🤖 AI Summary
This work addresses the catastrophic forgetting of safety behaviors acquired during reinforcement learning from human feedback (RLHF) when large language models undergo downstream fine-tuning. To mitigate this issue, the authors propose Fine-tuning Robust Policy Optimization (FRPO), a novel approach that proactively enhances policy robustness during the RLHF stage. FRPO employs a max-min optimization framework to maximize the worst-case reward within a KL-divergence-constrained policy neighborhood, thereby stabilizing the policy against subsequent fine-tuning. The method incurs no additional computational overhead and consistently alleviates safety degradation across diverse base models and fine-tuning settings—including supervised fine-tuning (SFT) and reinforcement learning—while preserving performance on downstream tasks and mathematical reasoning benchmarks.
📝 Abstract
Large language models are commonly trained through multi-stage post-training: first via RLHF, then fine-tuned for other downstream objectives. Yet even small downstream updates can compromise earlier learned behaviors (e.g., safety), exposing a brittleness known as catastrophic forgetting. This suggests standard RLHF objectives do not guarantee robustness to future adaptation. To address it, most prior work designs downstream-time methods to preserve previously learned behaviors. We argue that preventing this requires pre-finetuning robustness: the base policy should avoid brittle high-reward solutions whose reward drops sharply under standard fine-tuning. We propose Fine-tuning Robust Policy Optimization (FRPO), a robust RLHF framework that optimizes reward not only at the current policy, but across a KL-bounded neighborhood of policies reachable by downstream adaptation.
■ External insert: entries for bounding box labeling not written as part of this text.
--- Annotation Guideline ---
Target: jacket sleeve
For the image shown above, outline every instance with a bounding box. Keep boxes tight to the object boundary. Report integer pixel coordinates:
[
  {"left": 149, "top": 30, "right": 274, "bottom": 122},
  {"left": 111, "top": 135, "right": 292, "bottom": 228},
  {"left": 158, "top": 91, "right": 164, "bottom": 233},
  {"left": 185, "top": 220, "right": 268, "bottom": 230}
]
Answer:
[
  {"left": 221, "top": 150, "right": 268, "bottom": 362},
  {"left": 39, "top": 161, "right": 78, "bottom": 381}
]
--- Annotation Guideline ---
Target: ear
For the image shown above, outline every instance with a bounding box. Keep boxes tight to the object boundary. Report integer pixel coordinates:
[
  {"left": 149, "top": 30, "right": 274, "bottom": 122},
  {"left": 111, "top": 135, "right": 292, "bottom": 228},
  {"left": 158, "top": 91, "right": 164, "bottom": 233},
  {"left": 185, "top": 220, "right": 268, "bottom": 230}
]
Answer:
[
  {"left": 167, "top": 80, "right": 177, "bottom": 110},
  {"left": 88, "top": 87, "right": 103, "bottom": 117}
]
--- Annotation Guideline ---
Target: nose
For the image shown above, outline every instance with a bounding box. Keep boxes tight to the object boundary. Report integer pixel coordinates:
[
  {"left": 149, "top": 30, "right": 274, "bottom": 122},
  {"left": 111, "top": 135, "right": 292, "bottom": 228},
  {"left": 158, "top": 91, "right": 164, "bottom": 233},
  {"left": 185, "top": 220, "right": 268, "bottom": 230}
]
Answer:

The key idea is to ensure reward stability under policy shifts via a max-min formulation. By modifying GRPO, we develop an algorithm with no extra computation, and empirically show it substantially reduces safety degradation across multiple base models and downstream fine-tuning regimes (SFT and RL) while preserving downstream task performance. We further study a math-focused RL setting, demonstrating that FRPO preserves accuracy under subsequent fine-tuning.